I am from the field of economics. For an agent's utility maximization it's common to use convex optimization following the lagrange maultiplier method. This is mostly used to get an analytical result; "The effect of variable $a$ on the value of the variable $X$ that satisfies optimality"
Regarding non-convex constraints, for example for maximizing utility $U$
$$U = α_c \log (c) + α_n \log (n) + α_q \log (q)$$
constrained by: $$c + nb_0 + sn ≤ wl_w$$
where
$$s = f(q)$$
Hence
$$c + nb_0 + f(q)n ≤ wl_w$$
according to the authors (Jones et al, 2008, p.29) the non-linear term $f(q)n$ makes the constraint non-convex. They proceed to apply the "Change of variable" technique to convexify the constraint.
My question: In several set-ups the change of variable technique is an algebraic hassle, which made me think; if we are not seeking a numericl solution anyway, wouldn't solving the initial problem suffice to explore the dynamics that lead to the solution? I am not a mathematician by any stretch of the imagination, so I am anxious that I am missing something obvious.
Citation: Jones, Larry E., Alice Schoonbroodt, and Michele Tertilt. Fertility theories: can they explain the negative fertility-income relationship?. No. w14266. National Bureau of Economic Research, 2008.
This particular utility function $U(c, n, q)$ is monotonically increasing in each of its arguments, so it would be maximized as $c \rightarrow \infty$, $n \rightarrow \infty$, and $q \rightarrow \infty$. In other words, this utility function is not particularly interesting without the constraint. And the unconstrained problem doesn't tell you much about the optimal $c, n, q$ for the constrained problem.

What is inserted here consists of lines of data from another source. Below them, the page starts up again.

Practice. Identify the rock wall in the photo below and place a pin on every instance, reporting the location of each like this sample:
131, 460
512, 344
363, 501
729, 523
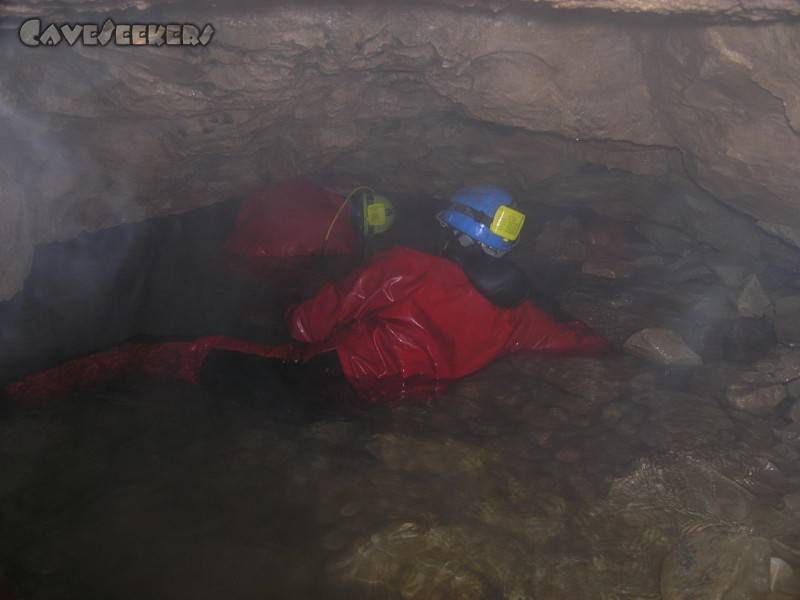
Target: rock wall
424, 97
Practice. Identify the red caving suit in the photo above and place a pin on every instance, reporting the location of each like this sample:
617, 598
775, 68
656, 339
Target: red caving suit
408, 323
404, 326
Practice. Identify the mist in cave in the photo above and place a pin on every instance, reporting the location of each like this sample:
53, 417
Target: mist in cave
655, 159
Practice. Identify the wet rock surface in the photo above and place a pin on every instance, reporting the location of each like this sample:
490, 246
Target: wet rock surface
423, 96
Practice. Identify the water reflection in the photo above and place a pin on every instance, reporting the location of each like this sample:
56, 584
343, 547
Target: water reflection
555, 478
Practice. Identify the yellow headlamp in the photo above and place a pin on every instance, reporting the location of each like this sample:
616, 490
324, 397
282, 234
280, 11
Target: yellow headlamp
507, 223
375, 215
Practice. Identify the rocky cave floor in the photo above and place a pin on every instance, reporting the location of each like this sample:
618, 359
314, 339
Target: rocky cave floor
620, 477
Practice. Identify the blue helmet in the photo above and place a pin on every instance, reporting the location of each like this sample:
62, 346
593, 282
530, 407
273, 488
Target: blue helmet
484, 213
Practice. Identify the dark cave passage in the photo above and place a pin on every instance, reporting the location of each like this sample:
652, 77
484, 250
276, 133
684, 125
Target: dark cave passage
651, 146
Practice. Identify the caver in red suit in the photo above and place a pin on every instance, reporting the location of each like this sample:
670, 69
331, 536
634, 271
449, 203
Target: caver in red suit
404, 325
408, 323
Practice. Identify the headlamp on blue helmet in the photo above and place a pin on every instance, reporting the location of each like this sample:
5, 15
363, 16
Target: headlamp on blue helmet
484, 214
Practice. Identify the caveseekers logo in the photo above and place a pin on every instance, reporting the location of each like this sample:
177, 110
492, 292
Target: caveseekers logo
31, 34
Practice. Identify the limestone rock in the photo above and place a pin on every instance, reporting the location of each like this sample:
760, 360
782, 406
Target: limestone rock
663, 346
752, 301
666, 239
787, 319
758, 400
735, 90
422, 97
710, 565
609, 269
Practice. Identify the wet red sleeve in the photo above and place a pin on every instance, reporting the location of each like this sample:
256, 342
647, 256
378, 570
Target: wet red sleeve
353, 299
575, 338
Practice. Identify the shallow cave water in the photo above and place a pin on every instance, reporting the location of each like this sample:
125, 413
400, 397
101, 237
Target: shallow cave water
619, 477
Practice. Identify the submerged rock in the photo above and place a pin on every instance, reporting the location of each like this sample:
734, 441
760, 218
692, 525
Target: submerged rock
752, 300
787, 319
663, 346
755, 399
708, 565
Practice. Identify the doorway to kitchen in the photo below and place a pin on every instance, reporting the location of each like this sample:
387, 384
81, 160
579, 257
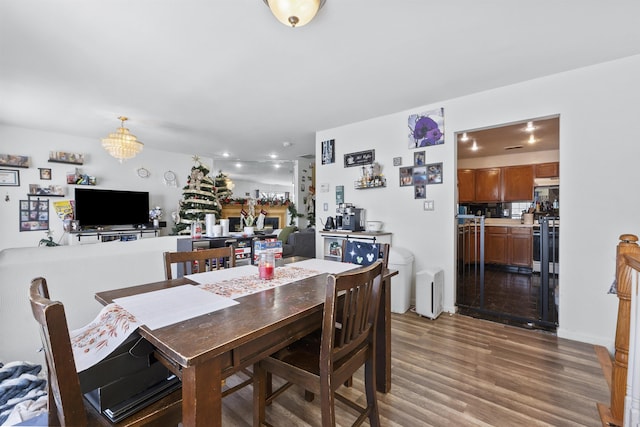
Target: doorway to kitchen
508, 220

This is in general true of most utility maximization problems. The constraint imposes a tradeoff between different things that humans would like $\infty$ of, and understanding behavior in light of the tradeoffs is exactly what economists seek to understand.
To state this more mathematically, that the constraint matters to the solution of the problem is equivalent to stating that the solution will lie on the boundary of the constraint region, or equivalently, that at the solution, the inequality will be tight (ie that the left-hand side and right-hand side will be equal).
This in turn means that how one "convexifies" the constraint really matters to the solution. If one performs a simple change of variable, then the solution will not change. If, on the other hand, one actually changes the constraint via "convex relaxation" (ie replacing the constraint with a similar convex constraint), it is possible that the solution will be different.